With all due respect to the previous poster... i had the same issue and it was not the reader, it was the card. we tried a new card and it worked fine... id try a few cards in that slot before you return the unit


----------



## SCSIRAID (Feb 2, 2003)

Teknoboy said:


> "from what i have seen it is the reader 99% of the time"
> 
> By 'reader' are you referring to the slot on the Tivo?
> 
> ...


I had a 161-1 and it was a bad cablecard. Using a different card fixed it. I googled it and found a reference that said it was a problem communicating with the cablecard.


----------



## Teknoboy (Oct 29, 2002)

The cable guy tried at least 2 cards...both cards were recognized OK in slot 2 but not in slot 1. 
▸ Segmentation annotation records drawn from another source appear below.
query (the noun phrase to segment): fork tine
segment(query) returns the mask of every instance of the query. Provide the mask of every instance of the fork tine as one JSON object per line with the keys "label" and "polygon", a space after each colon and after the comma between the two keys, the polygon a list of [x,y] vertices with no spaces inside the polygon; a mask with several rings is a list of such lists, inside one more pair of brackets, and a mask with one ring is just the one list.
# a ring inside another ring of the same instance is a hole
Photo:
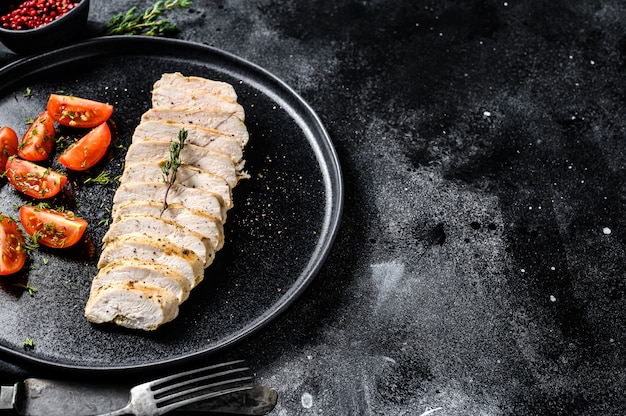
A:
{"label": "fork tine", "polygon": [[[156,405],[161,412],[167,413],[191,403],[252,388],[251,384],[244,384],[250,382],[252,377],[232,377],[249,370],[248,367],[237,367],[242,362],[237,360],[211,365],[150,382]],[[231,368],[233,366],[235,368]],[[218,381],[203,383],[207,380]]]}
{"label": "fork tine", "polygon": [[[176,397],[165,397],[163,399],[157,400],[157,407],[159,408],[159,410],[162,413],[167,413],[170,412],[174,409],[177,409],[179,407],[182,406],[187,406],[189,404],[192,403],[198,403],[204,400],[209,400],[209,399],[213,399],[219,396],[224,396],[227,394],[231,394],[231,393],[236,393],[238,391],[244,391],[244,390],[250,390],[252,389],[254,386],[250,383],[248,384],[242,384],[242,385],[235,385],[235,387],[224,387],[225,385],[230,385],[230,384],[237,384],[237,383],[242,383],[242,382],[249,382],[251,381],[251,377],[240,377],[238,379],[233,379],[233,380],[229,380],[229,381],[225,381],[225,382],[220,382],[220,383],[214,383],[213,385],[207,385],[207,386],[200,386],[200,387],[196,387],[194,389],[191,389],[190,391],[185,391],[182,393],[177,393],[175,394]],[[203,390],[207,390],[210,388],[214,388],[214,387],[218,387],[217,384],[219,384],[221,387],[218,390],[215,391],[209,391],[206,393],[201,393],[198,394],[199,391],[203,391]],[[191,394],[191,396],[189,396]],[[188,397],[187,397],[188,396]],[[180,400],[181,397],[186,397],[183,398],[182,400]],[[174,401],[172,401],[174,400]]]}
{"label": "fork tine", "polygon": [[176,379],[184,379],[184,378],[191,377],[199,373],[204,373],[204,372],[212,371],[212,370],[218,370],[224,367],[231,367],[237,364],[241,364],[243,362],[244,360],[234,360],[234,361],[228,361],[228,362],[219,363],[219,364],[213,364],[213,365],[209,365],[206,367],[196,368],[194,370],[185,371],[183,373],[172,374],[171,376],[166,376],[166,377],[162,377],[156,380],[152,380],[147,384],[153,390],[159,389],[160,388],[159,386],[161,386],[162,384],[170,383],[171,381],[176,380]]}

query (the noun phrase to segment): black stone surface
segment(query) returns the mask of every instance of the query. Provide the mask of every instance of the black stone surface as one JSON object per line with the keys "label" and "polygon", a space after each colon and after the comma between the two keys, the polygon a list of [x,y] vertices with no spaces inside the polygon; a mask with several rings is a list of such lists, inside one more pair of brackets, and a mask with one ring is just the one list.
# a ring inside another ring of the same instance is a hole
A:
{"label": "black stone surface", "polygon": [[[150,3],[93,2],[90,20]],[[214,357],[248,359],[279,392],[272,414],[626,413],[624,4],[196,1],[171,17],[291,85],[341,159],[326,266]]]}

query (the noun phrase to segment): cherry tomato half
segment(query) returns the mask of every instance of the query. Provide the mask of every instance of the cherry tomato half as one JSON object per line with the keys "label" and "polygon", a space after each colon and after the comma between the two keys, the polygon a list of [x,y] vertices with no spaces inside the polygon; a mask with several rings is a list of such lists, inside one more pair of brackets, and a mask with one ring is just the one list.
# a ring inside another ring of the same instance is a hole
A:
{"label": "cherry tomato half", "polygon": [[17,153],[17,134],[11,127],[0,129],[0,173],[6,169],[9,157]]}
{"label": "cherry tomato half", "polygon": [[52,248],[70,247],[85,233],[87,221],[71,211],[24,205],[20,208],[20,222],[24,230],[37,242]]}
{"label": "cherry tomato half", "polygon": [[24,237],[15,220],[0,215],[0,276],[16,273],[24,267],[25,246]]}
{"label": "cherry tomato half", "polygon": [[65,175],[15,156],[7,161],[6,175],[18,191],[38,199],[55,196],[67,182]]}
{"label": "cherry tomato half", "polygon": [[54,120],[47,111],[41,113],[30,125],[17,146],[22,159],[37,162],[45,160],[54,147]]}
{"label": "cherry tomato half", "polygon": [[48,112],[64,126],[91,128],[107,121],[113,114],[113,106],[70,95],[51,94]]}
{"label": "cherry tomato half", "polygon": [[68,169],[89,169],[102,159],[110,143],[111,130],[105,122],[65,149],[59,156],[59,162]]}

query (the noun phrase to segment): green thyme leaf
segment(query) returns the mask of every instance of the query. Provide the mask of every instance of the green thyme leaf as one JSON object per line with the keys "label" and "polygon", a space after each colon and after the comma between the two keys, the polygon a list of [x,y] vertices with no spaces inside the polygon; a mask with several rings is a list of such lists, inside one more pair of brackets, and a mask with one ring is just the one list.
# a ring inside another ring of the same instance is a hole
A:
{"label": "green thyme leaf", "polygon": [[138,13],[137,7],[131,7],[126,13],[118,13],[109,20],[104,34],[165,36],[178,28],[161,16],[168,10],[189,6],[191,0],[159,0],[143,13]]}
{"label": "green thyme leaf", "polygon": [[183,150],[183,147],[185,147],[185,140],[187,140],[187,130],[180,129],[178,132],[178,141],[170,143],[170,159],[165,162],[163,166],[161,166],[161,171],[163,172],[163,182],[167,184],[165,196],[163,197],[163,208],[161,209],[161,214],[163,214],[163,212],[167,209],[167,195],[170,188],[176,181],[176,172],[181,165],[180,151]]}

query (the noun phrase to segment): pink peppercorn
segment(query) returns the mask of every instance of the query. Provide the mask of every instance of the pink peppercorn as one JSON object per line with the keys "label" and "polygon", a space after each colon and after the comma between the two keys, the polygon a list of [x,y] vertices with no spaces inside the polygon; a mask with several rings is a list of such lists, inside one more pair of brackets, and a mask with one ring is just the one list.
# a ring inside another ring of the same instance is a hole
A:
{"label": "pink peppercorn", "polygon": [[10,4],[8,12],[0,16],[4,29],[34,29],[63,16],[76,6],[72,0],[26,0]]}

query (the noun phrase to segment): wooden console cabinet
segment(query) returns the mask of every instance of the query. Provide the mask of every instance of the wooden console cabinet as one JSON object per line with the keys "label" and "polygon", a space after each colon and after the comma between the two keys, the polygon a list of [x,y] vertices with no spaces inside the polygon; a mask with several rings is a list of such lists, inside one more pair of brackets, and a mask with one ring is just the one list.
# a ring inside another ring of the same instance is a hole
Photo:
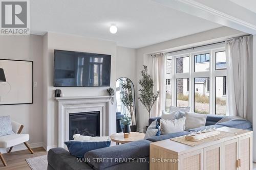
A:
{"label": "wooden console cabinet", "polygon": [[218,130],[236,135],[195,147],[169,139],[151,143],[150,169],[252,169],[252,131]]}

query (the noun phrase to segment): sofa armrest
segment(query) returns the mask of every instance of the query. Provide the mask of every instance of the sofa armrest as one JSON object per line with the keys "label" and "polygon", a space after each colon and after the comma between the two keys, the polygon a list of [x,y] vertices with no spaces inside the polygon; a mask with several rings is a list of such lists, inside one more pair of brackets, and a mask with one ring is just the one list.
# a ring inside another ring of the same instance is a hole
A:
{"label": "sofa armrest", "polygon": [[233,120],[222,122],[216,125],[244,130],[250,129],[252,127],[252,124],[250,122],[246,120]]}
{"label": "sofa armrest", "polygon": [[78,158],[62,148],[50,149],[47,155],[48,167],[54,170],[91,170],[92,168],[84,161]]}
{"label": "sofa armrest", "polygon": [[20,133],[22,129],[23,129],[23,125],[13,120],[11,121],[11,124],[13,132],[15,133]]}
{"label": "sofa armrest", "polygon": [[150,119],[148,119],[148,126],[150,126],[152,122],[153,122],[156,119],[157,119],[157,122],[158,122],[158,124],[159,124],[159,122],[160,119],[161,119],[161,117],[155,117],[150,118]]}
{"label": "sofa armrest", "polygon": [[[101,169],[118,164],[149,157],[151,141],[141,140],[87,152],[84,159],[94,169]],[[102,161],[102,160],[105,160]]]}

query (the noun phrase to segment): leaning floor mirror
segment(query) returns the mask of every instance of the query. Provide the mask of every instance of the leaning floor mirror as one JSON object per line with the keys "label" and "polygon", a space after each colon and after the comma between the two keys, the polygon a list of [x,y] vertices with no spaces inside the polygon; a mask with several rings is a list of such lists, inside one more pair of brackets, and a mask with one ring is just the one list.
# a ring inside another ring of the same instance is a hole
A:
{"label": "leaning floor mirror", "polygon": [[129,79],[122,77],[116,81],[116,102],[117,111],[124,117],[131,117],[130,129],[136,132],[136,114],[134,85]]}

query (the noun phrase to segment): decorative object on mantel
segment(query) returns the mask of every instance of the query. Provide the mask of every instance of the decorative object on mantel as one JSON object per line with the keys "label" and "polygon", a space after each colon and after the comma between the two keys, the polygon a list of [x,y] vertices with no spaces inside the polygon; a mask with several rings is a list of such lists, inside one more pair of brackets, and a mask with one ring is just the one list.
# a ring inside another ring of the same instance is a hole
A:
{"label": "decorative object on mantel", "polygon": [[0,68],[0,82],[6,82],[4,69]]}
{"label": "decorative object on mantel", "polygon": [[106,91],[109,93],[109,95],[110,95],[110,99],[111,100],[111,104],[114,103],[114,96],[115,95],[115,90],[113,88],[110,87],[106,89]]}
{"label": "decorative object on mantel", "polygon": [[141,89],[139,90],[140,91],[139,100],[145,106],[151,118],[150,111],[155,102],[159,96],[160,92],[158,91],[156,94],[153,93],[153,80],[151,76],[147,73],[147,66],[143,65],[143,67],[144,69],[141,71],[143,78],[139,81],[139,84],[142,87]]}
{"label": "decorative object on mantel", "polygon": [[[123,106],[127,109],[131,116],[132,125],[130,126],[132,132],[136,131],[136,118],[135,115],[134,86],[128,78],[121,78],[117,80],[119,84],[120,98]],[[125,113],[127,114],[127,113]]]}
{"label": "decorative object on mantel", "polygon": [[131,117],[129,115],[125,115],[124,118],[121,119],[121,123],[123,125],[123,133],[130,133],[130,125],[131,124]]}
{"label": "decorative object on mantel", "polygon": [[56,89],[55,90],[55,98],[59,98],[60,97],[60,94],[61,93],[61,90],[60,89]]}

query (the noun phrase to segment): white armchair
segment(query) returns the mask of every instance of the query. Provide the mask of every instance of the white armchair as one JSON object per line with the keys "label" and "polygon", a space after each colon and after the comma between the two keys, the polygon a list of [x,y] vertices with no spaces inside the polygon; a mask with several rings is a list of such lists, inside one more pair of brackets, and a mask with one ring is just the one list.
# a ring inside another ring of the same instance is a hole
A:
{"label": "white armchair", "polygon": [[[15,133],[10,135],[0,136],[0,148],[10,148],[8,153],[10,153],[14,146],[24,143],[27,148],[31,154],[33,154],[33,151],[29,147],[27,141],[29,140],[29,135],[27,134],[22,134],[20,132],[23,129],[24,126],[15,121],[12,120],[12,131]],[[0,159],[4,166],[7,166],[7,164],[0,153]]]}

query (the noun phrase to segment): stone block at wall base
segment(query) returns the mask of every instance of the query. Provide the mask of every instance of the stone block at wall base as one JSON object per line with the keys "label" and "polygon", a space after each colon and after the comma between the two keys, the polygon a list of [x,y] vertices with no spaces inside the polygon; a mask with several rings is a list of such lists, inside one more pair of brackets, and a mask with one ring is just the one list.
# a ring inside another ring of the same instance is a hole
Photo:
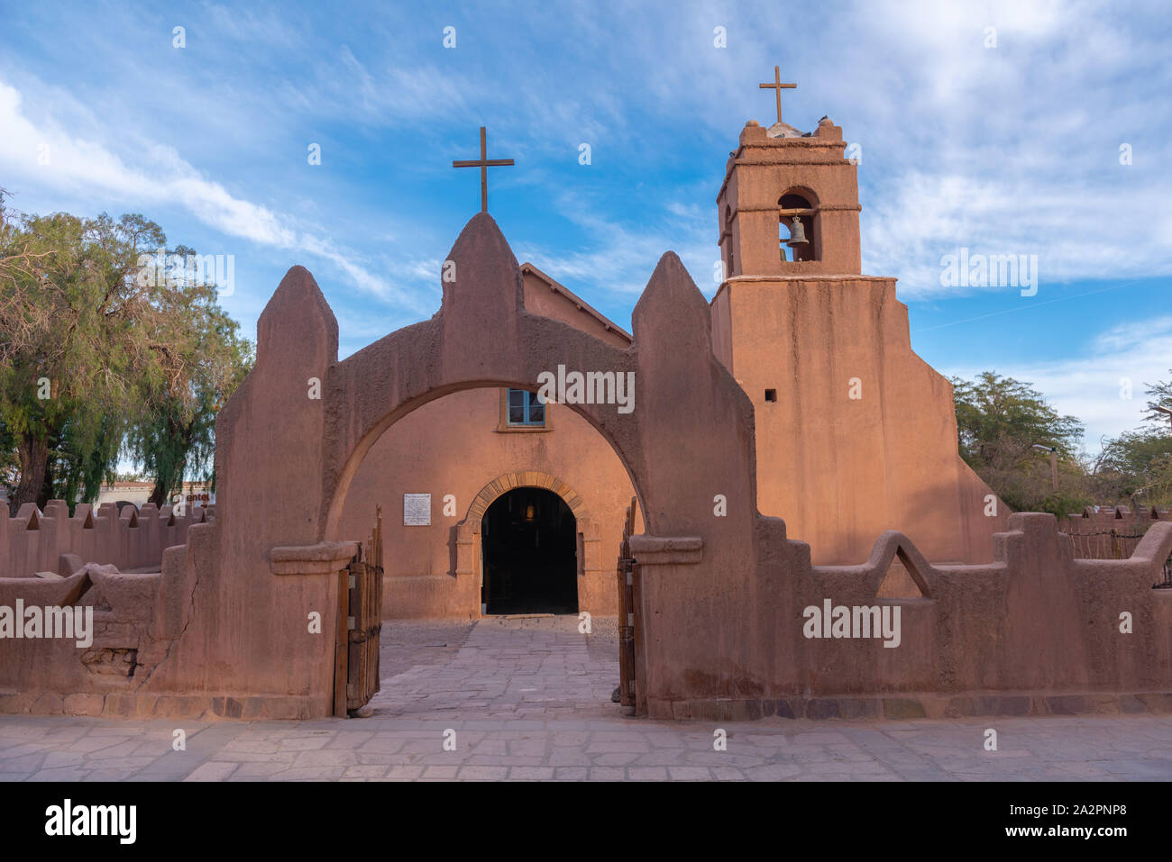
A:
{"label": "stone block at wall base", "polygon": [[987,716],[1119,716],[1172,713],[1172,692],[1064,695],[917,695],[890,697],[652,700],[648,716],[675,720],[752,721],[759,718],[907,721]]}
{"label": "stone block at wall base", "polygon": [[94,718],[179,718],[193,721],[305,720],[331,718],[331,704],[294,695],[209,696],[157,692],[0,691],[0,714],[90,716]]}

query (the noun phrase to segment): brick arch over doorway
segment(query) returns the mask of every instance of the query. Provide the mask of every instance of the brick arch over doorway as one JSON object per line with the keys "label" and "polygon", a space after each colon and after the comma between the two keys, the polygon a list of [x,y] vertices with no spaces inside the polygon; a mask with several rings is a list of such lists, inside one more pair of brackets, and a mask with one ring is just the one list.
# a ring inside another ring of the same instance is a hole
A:
{"label": "brick arch over doorway", "polygon": [[481,521],[497,498],[515,488],[545,488],[565,501],[574,515],[578,529],[578,607],[598,615],[616,613],[618,594],[614,584],[605,580],[598,521],[591,515],[585,500],[577,491],[558,477],[537,470],[498,476],[472,499],[468,514],[454,531],[456,579],[475,579],[479,582],[483,577]]}

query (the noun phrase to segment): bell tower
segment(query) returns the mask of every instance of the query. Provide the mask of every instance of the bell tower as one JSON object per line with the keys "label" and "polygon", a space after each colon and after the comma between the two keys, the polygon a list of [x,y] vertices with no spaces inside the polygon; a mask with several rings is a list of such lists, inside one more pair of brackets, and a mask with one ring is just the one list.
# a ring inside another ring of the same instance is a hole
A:
{"label": "bell tower", "polygon": [[858,167],[845,148],[826,117],[812,134],[781,118],[768,130],[745,123],[716,196],[725,278],[863,271]]}
{"label": "bell tower", "polygon": [[716,196],[711,301],[713,349],[754,405],[757,507],[818,566],[863,562],[886,529],[933,562],[988,562],[1008,509],[958,454],[952,386],[912,350],[895,279],[861,274],[843,130],[782,122],[793,84],[774,71],[777,122],[744,124]]}

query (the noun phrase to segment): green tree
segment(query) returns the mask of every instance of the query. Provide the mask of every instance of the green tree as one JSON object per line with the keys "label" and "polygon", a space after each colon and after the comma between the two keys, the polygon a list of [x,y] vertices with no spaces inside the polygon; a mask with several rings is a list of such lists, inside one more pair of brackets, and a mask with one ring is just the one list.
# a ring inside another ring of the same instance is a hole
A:
{"label": "green tree", "polygon": [[69,486],[93,497],[142,354],[137,255],[164,237],[137,216],[2,216],[0,422],[20,463],[13,507]]}
{"label": "green tree", "polygon": [[[1078,453],[1083,425],[1062,416],[1029,383],[984,371],[952,381],[961,457],[1017,511],[1067,514],[1091,501]],[[1057,456],[1058,487],[1050,459]]]}
{"label": "green tree", "polygon": [[1145,425],[1125,431],[1103,444],[1095,464],[1095,485],[1101,499],[1126,500],[1134,506],[1172,505],[1172,383],[1149,385]]}
{"label": "green tree", "polygon": [[210,460],[248,343],[214,286],[157,278],[152,253],[168,249],[155,223],[4,204],[0,190],[0,481],[12,511],[93,501],[122,451],[148,465],[162,499]]}
{"label": "green tree", "polygon": [[[180,248],[179,253],[190,249]],[[172,279],[165,293],[154,374],[143,377],[143,411],[127,451],[155,480],[150,500],[163,505],[184,479],[211,479],[216,415],[252,367],[252,346],[216,303],[214,286]]]}

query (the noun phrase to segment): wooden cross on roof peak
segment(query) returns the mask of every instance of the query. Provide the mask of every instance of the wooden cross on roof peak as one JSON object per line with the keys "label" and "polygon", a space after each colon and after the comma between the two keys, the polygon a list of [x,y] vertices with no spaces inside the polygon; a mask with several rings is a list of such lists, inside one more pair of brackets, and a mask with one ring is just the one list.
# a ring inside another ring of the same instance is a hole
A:
{"label": "wooden cross on roof peak", "polygon": [[489,158],[489,134],[481,126],[481,158],[463,159],[452,162],[452,167],[479,167],[481,169],[481,212],[489,211],[489,169],[511,166],[511,158]]}
{"label": "wooden cross on roof peak", "polygon": [[797,84],[783,84],[782,83],[782,67],[774,67],[774,83],[771,84],[757,84],[757,89],[761,90],[774,90],[777,96],[777,122],[782,122],[782,90],[792,90],[797,88]]}

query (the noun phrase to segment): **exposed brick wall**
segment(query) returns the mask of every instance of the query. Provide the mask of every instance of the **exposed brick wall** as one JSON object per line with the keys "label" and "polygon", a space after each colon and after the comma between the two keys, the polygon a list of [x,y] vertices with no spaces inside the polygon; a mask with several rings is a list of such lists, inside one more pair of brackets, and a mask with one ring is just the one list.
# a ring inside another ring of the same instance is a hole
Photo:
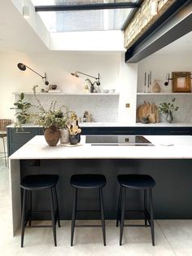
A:
{"label": "exposed brick wall", "polygon": [[124,47],[130,47],[147,29],[175,2],[175,0],[158,1],[158,13],[151,15],[151,2],[145,0],[124,30]]}

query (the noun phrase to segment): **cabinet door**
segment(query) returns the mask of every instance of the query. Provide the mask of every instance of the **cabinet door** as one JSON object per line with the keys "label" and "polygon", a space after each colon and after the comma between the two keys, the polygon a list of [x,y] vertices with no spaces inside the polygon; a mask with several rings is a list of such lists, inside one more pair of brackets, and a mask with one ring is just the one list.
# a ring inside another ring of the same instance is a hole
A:
{"label": "cabinet door", "polygon": [[148,127],[102,127],[98,128],[98,135],[151,135],[153,130]]}
{"label": "cabinet door", "polygon": [[7,128],[8,156],[34,136],[41,135],[43,135],[43,129],[41,127]]}
{"label": "cabinet door", "polygon": [[97,135],[98,127],[81,127],[82,135]]}
{"label": "cabinet door", "polygon": [[192,135],[192,127],[154,128],[155,135]]}

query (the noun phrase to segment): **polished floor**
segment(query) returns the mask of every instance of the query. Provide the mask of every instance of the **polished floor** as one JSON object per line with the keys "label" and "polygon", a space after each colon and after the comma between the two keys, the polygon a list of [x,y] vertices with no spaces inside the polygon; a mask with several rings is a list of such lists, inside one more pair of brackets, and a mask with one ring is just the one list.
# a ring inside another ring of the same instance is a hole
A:
{"label": "polished floor", "polygon": [[74,246],[70,246],[70,222],[57,228],[58,246],[53,245],[51,228],[27,228],[24,247],[20,248],[20,232],[11,232],[8,170],[0,159],[0,255],[14,256],[191,256],[192,220],[155,220],[155,246],[151,245],[150,229],[125,227],[122,246],[115,221],[107,221],[107,246],[103,245],[101,228],[76,228]]}

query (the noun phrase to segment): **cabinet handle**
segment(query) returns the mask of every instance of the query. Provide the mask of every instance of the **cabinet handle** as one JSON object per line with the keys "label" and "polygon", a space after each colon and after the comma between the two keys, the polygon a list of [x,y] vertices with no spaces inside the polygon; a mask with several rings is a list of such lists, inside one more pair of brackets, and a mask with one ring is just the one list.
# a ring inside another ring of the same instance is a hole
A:
{"label": "cabinet handle", "polygon": [[31,131],[15,131],[15,134],[31,134]]}

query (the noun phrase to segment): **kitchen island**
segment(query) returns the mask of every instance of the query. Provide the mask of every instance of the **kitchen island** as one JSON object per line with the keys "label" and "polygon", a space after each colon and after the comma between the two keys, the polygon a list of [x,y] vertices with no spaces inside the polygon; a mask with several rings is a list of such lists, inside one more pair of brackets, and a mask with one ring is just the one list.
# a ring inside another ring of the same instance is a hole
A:
{"label": "kitchen island", "polygon": [[[144,137],[151,143],[150,145],[93,146],[90,143],[85,143],[85,136],[81,136],[81,143],[74,147],[68,144],[49,147],[44,136],[35,136],[10,157],[13,233],[20,222],[20,179],[29,174],[59,175],[58,192],[63,219],[71,218],[73,191],[69,179],[76,173],[105,174],[107,186],[103,194],[107,218],[116,217],[119,191],[116,176],[125,173],[149,174],[156,180],[155,218],[191,218],[192,136]],[[133,208],[141,207],[142,196],[133,192],[129,196]],[[41,201],[41,196],[38,200]],[[43,200],[39,205],[46,206]],[[84,201],[81,206],[85,205]],[[89,206],[95,208],[94,200]],[[81,218],[88,217],[82,215]]]}

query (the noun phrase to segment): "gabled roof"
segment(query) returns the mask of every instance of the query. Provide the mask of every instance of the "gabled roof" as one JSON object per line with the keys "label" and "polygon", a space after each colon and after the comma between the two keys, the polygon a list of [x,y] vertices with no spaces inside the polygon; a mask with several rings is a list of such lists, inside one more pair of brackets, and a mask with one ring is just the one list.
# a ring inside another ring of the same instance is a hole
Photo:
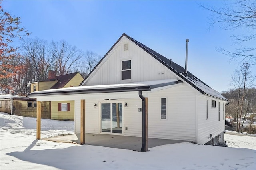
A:
{"label": "gabled roof", "polygon": [[186,81],[192,87],[199,91],[200,93],[203,94],[208,95],[214,97],[228,101],[228,100],[221,95],[221,94],[216,90],[212,89],[208,85],[205,84],[199,79],[196,77],[189,71],[188,71],[187,74],[184,73],[185,69],[176,63],[172,61],[170,62],[170,59],[164,57],[159,53],[157,53],[152,49],[140,43],[138,41],[135,40],[134,38],[128,36],[125,33],[123,34],[122,36],[119,38],[117,41],[113,45],[111,48],[108,51],[107,53],[101,59],[98,64],[95,66],[94,69],[89,74],[89,75],[84,79],[84,81],[80,84],[82,85],[86,79],[90,76],[91,74],[93,72],[94,70],[100,65],[100,63],[107,56],[110,51],[113,49],[114,46],[117,44],[119,41],[125,36],[132,42],[136,44],[141,48],[144,50],[146,52],[148,53],[152,57],[158,61],[160,63],[165,66],[168,69],[170,69],[175,74],[176,74],[181,80]]}
{"label": "gabled roof", "polygon": [[51,81],[58,81],[50,89],[58,89],[63,87],[69,81],[73,79],[79,72],[70,73],[63,75],[57,75],[54,79],[51,79]]}

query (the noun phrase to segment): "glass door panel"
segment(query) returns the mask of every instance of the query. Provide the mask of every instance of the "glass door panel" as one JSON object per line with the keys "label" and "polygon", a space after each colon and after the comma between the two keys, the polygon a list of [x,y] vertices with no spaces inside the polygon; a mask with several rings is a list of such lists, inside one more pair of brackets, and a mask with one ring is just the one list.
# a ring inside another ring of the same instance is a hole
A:
{"label": "glass door panel", "polygon": [[101,104],[101,131],[123,133],[123,104]]}
{"label": "glass door panel", "polygon": [[111,132],[110,103],[101,104],[101,132]]}
{"label": "glass door panel", "polygon": [[112,103],[112,132],[123,133],[122,104]]}

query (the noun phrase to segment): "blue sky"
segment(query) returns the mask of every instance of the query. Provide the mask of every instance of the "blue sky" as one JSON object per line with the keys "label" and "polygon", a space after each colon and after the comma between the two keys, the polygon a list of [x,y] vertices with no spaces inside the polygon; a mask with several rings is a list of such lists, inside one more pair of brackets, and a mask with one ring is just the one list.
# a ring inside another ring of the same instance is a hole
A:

They are coming back Wednesday to try again. I re-booted the Tivo when they were here but didn't do an actual reset, which I will try when they get here. 

Something else that may have affected the installation is that the installer tried to configure Slot 2 FIRST. I let him know that Slot 1 should be configured first so he stopped and went to Slot 1. (trying at least 2 cards)


Mike


----------



## mishafp (Nov 8, 2006)

BUMP- i am getting this error. has anyone else gotten it. Has anyone had to return their TIVO becuase of this?


----------



## mcukier (Mar 22, 2002)

SCSIRAID said:


> I had a 161-1 and it was a bad cablecard. Using a different card fixed it. I googled it and found a reference that said it was a problem communicating with the cablecard.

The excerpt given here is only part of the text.